The adolescent years in a teen’s life is very challenging as they go through various stages of physical and emotional development. The National Institute of Mental Health states anxiety is a normal reaction to stress; in general, it helps the person to cope, however, when anxiety becomes an excessive irrational dread of everyday situations, it has become a disabling disorder. Dacey and Fiore in their book Your Anxious Child reports that between 8 and 10 percent of American children and adolescents are seriously troubled by anxiety and it is currently the most prevalent psychiatric diagnosis in those sixteen years old and younger.
Parents of an anxious teen sometimes find it difficult to know whether their teen’s worries are harmless “what ifs” or if she is really having a serious problem. For an anxious teen, normal activities can become stressful and challenging and seem like a mountain that they will need to climb over.

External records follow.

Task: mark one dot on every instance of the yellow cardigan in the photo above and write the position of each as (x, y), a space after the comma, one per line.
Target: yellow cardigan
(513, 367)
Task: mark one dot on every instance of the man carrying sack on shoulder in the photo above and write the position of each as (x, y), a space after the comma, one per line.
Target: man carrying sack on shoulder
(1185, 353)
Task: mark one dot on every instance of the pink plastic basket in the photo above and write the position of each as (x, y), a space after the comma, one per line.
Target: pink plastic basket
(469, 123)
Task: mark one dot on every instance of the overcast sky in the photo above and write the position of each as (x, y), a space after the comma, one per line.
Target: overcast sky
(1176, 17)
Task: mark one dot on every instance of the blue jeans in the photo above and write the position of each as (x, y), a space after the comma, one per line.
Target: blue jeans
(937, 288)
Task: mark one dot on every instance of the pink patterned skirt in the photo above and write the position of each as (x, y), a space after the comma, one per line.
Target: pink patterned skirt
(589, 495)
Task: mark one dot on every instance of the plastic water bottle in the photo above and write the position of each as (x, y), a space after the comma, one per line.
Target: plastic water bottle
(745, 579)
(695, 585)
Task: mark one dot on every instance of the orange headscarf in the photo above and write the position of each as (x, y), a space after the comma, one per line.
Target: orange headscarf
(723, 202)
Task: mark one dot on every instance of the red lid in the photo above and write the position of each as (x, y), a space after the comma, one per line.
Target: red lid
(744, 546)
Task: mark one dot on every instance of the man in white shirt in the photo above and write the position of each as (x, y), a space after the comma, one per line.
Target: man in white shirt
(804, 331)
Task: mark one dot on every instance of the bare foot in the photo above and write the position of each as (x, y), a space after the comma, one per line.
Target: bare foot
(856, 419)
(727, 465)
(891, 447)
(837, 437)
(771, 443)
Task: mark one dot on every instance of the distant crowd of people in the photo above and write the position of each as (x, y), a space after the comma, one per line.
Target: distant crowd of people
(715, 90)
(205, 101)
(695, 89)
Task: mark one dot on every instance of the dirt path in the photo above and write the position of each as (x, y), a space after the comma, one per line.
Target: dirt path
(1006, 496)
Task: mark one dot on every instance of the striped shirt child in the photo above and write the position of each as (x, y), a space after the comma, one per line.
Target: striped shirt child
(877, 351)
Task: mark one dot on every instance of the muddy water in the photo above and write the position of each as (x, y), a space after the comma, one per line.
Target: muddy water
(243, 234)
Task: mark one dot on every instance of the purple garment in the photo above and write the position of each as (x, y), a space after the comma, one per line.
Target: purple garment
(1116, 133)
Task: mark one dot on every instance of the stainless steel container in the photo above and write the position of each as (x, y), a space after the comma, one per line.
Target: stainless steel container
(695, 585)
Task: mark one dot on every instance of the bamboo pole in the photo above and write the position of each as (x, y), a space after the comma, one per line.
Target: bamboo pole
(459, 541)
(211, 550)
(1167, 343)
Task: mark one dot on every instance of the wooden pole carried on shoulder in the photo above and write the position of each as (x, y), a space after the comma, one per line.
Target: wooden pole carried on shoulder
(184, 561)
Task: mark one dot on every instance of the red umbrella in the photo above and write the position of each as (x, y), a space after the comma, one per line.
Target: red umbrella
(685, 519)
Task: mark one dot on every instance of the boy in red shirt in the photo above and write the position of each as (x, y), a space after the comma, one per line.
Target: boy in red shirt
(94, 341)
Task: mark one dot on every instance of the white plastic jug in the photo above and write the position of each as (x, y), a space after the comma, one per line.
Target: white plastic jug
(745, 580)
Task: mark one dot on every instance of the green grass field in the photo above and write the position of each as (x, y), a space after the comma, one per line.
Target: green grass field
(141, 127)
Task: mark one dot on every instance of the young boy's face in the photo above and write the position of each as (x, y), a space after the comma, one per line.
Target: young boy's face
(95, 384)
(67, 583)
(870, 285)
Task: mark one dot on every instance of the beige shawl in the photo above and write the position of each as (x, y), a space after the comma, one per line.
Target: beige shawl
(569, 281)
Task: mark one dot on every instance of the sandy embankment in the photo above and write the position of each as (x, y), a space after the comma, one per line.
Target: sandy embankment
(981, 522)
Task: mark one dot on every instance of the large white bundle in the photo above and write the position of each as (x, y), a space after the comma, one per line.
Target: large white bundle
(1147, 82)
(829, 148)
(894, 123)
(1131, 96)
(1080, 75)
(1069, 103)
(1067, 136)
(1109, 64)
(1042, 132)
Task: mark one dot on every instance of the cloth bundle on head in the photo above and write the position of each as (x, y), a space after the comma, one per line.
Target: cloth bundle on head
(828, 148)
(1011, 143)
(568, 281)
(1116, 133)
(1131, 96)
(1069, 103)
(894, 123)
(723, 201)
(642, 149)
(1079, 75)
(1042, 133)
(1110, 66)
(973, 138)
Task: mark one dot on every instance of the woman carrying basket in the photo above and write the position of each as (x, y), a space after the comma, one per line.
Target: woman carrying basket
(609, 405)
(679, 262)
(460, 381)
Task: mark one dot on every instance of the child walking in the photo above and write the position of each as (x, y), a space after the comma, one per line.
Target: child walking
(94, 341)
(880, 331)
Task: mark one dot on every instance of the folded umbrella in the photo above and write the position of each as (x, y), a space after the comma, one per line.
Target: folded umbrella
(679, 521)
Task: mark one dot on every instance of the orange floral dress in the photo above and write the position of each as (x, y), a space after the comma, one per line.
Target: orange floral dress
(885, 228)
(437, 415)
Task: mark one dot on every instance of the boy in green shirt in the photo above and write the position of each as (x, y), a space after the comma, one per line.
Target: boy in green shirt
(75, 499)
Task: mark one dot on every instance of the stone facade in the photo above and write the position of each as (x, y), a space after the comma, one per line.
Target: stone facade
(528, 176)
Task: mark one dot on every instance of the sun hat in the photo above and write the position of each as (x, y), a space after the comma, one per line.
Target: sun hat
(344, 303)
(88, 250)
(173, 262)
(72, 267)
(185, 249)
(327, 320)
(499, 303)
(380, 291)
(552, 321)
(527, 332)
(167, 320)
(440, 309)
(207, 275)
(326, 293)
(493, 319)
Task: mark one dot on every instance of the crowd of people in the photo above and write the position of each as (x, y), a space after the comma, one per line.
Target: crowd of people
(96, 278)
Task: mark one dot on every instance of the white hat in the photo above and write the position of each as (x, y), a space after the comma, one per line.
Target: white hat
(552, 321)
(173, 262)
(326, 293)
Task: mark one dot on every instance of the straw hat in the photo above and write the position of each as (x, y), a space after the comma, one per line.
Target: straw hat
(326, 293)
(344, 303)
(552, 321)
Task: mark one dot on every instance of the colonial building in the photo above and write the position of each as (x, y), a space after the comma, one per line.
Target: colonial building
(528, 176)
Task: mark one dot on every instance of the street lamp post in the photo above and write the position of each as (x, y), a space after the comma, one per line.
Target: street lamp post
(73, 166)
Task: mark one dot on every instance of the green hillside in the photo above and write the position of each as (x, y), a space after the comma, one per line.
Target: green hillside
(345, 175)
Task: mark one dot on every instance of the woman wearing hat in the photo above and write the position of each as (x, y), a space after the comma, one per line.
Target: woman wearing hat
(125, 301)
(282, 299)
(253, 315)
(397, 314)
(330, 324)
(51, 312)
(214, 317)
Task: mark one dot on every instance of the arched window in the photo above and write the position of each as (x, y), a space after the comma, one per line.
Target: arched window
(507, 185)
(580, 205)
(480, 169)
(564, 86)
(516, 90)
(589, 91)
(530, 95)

There are various types of anxiety disorders that children and teens will experience such as social phobia, agoraphobia, panic disorder, general anxiety disorder, separation anxiety, post-traumatic stress disorder and obsessive-compulsive disorder to name a few.
Social phobias tend to surface during adolescent years especially among excessively shy teens. Teens will avoid social situations even among their peers because they feel they’ll perform badly or be embarrassed.
Teens who suffer from agoraphobia may experience strong anxiety when they find themselves in circumstances in which they feel vulnerable. They feel they’ll be criticized if they walk away from a difficult situation therefore, they dwell on the feelings of being trapped. Teens with agoraphobia feel safest at home which will sometimes disrupt their lives and their family’s life.
Some symptoms of panic disorder are increased heart rate, sweating, chest pain or discomfort, shortness of breath, feelings of unrealistic detachment from self and fear of losing control or going crazy.
While symptoms of generalized anxiety disorder are restlessness, tiredness, difficulty concentrating, irritability and sleep disturbance. Teens with obsessive compulsive disorder will show signs such as excessively washing of hands, counting and checking everything twice before leaving the house.